ライトユーザーに対するラベリングとして、例えば、ライトユーザーがファンコミュニティに入る際に、企業が作成した試験を実施し、彼らに対してコミュニティ内の規範や価値を問うというものが考えられる。試験を通過したライトユーザーに証明書を与え、ラベリングを行う。これにより、まずライトユーザーがコミュニティの規範、価値を理解することができ、彼らに正当性獲得の機会を与えることができる。さらに、証明書を与えることで、彼らが正当性を獲得しているか否かをヘビーユーザーが知覚することが容易になる。

2. 他の産業における示唆

他の産業であっても、強力なブランド・コミュニティであれば、同様の示唆を得ることができる。つまり、強力なブランド・コミュニティがあるブランドでも顧客間コンフリクトがおこると、新規顧客がブランド・コミュニティ内に入ってくることができなくなるため、そのマネジメントが重要になる。例えば、Apple製品は強力なブランド・コミュニティを持っている。Apple製品のブランド・コミュニティは顧客間で製品知識を補完したり、アクセサリの一部を貸し借りしたりと顧客にとって非常に魅力的である。こうした顧客同士で影響を与えあうコミュニティ内で反発が生じると、ヘビーユーザーの離反にとどまらず、潜在顧客の態度にも負の影響をもたらす場合があることが本研究を通して明らかになった。したがって、これ以後は強力なブランド・コミュニティを持つブランドにおける顧客間コンフリクトのマネジメントについての示唆を述べる。

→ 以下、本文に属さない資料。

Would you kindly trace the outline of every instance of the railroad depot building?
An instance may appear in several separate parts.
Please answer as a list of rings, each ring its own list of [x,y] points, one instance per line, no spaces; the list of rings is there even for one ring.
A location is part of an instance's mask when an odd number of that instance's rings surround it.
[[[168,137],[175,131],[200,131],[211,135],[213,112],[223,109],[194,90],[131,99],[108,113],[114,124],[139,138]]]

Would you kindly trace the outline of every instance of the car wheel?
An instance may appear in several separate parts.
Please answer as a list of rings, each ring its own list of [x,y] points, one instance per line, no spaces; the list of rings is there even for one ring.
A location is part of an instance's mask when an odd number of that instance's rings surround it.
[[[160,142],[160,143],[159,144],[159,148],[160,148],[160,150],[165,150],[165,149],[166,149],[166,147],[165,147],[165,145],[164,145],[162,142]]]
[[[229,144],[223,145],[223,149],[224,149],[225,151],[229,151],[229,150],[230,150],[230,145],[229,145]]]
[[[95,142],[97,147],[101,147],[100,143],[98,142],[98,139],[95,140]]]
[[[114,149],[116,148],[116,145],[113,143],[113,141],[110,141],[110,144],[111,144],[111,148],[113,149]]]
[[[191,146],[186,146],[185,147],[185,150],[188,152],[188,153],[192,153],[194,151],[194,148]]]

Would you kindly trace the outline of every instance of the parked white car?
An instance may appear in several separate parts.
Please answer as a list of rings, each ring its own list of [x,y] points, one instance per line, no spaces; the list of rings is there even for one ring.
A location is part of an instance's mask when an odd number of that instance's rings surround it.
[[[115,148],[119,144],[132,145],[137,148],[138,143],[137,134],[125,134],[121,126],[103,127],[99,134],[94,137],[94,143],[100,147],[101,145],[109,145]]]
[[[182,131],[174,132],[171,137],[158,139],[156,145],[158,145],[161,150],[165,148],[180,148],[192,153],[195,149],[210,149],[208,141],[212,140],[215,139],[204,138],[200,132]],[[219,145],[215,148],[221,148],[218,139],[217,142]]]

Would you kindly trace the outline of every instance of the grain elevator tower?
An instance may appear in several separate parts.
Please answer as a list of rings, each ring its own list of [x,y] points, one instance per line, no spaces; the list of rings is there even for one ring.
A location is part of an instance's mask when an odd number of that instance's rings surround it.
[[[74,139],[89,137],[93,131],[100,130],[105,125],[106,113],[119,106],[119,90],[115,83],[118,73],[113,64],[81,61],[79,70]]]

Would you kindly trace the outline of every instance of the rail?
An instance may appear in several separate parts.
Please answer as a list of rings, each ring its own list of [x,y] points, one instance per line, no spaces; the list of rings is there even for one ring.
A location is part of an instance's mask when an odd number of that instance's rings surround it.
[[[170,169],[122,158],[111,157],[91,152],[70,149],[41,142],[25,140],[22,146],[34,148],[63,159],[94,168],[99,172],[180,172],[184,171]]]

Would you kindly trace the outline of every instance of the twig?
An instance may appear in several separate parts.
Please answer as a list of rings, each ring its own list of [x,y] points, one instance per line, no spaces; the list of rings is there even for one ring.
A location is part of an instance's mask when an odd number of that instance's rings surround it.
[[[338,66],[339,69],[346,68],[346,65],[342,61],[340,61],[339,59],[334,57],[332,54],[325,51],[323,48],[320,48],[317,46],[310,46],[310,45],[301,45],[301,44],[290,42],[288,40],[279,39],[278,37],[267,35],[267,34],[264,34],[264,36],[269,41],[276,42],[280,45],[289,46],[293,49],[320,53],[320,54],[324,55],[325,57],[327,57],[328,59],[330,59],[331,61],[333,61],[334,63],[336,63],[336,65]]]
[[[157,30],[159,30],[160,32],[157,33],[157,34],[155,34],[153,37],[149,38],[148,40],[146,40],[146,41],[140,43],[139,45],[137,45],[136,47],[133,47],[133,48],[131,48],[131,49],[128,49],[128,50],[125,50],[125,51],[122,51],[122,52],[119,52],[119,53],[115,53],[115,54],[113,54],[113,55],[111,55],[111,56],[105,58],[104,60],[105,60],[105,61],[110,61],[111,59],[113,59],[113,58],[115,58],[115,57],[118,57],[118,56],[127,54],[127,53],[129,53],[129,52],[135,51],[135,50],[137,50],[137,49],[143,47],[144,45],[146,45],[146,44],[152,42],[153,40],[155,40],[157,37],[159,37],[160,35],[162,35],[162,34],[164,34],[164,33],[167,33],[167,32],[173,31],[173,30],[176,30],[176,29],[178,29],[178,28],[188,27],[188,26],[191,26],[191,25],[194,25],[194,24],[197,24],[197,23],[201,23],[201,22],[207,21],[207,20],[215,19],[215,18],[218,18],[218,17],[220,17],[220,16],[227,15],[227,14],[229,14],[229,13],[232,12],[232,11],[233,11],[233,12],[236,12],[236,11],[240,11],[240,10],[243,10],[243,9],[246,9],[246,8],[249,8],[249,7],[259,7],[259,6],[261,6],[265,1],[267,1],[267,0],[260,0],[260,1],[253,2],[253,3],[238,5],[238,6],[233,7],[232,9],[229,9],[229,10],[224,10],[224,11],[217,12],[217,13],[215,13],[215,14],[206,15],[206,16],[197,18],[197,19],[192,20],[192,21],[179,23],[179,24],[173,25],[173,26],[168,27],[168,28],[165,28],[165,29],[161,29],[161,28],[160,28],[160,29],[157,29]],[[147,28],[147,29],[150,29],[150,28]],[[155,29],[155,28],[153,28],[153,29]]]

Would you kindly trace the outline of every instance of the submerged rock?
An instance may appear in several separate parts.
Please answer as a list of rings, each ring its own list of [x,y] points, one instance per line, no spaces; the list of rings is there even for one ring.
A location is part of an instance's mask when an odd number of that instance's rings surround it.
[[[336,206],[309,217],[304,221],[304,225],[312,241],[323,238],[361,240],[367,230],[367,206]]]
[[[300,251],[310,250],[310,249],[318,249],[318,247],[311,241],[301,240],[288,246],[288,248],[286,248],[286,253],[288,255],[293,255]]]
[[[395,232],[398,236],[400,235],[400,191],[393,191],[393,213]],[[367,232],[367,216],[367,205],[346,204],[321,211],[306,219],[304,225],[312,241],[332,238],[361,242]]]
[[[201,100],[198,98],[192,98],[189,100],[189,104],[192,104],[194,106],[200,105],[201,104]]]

第1の示唆として、ヘビーユーザーがライトユーザーに反発する場合でも、潜在顧客にユーザーの多様性を訴求することで潜在顧客の態度が高まるであろう。例えば、広告によってユーザーの多様性を訴求するとで、ブランド・コミュニティ内の様々な顧客の存在を示すことができる。潜在顧客がユーザーの多様性を知覚すると、そのコミュニティはどんな人も受け入れてくれると感じ、潜在顧客自身もコミュニティに入りやすいと認識するであろう。

第2の示唆として、製品の認知度が低い時はターゲットを明確にして新奇性を訴求することで潜在顧客の態度が高まる。反発がない時とは、ブランドがあまり認知されておらず、ライトユーザーが少ない時と考えられる。市場拡大前はライトユーザーが少ないからこそ、反発は少ないだろう。こうした段階のブランドの場合、多くのライトユーザーがコミュニティに入ってくる市場拡大後のように、ユーザーの多様性を訴求するのでは潜在顧客の態度は下がってしまう。画一的なイメージを訴求することで、ターゲットにイメージが明確に伝わり、潜在顧客の態度は高まるのであろう。したがって、ブランド・コミュニティの規模によって、広告の訴求点を変化させることが重要である。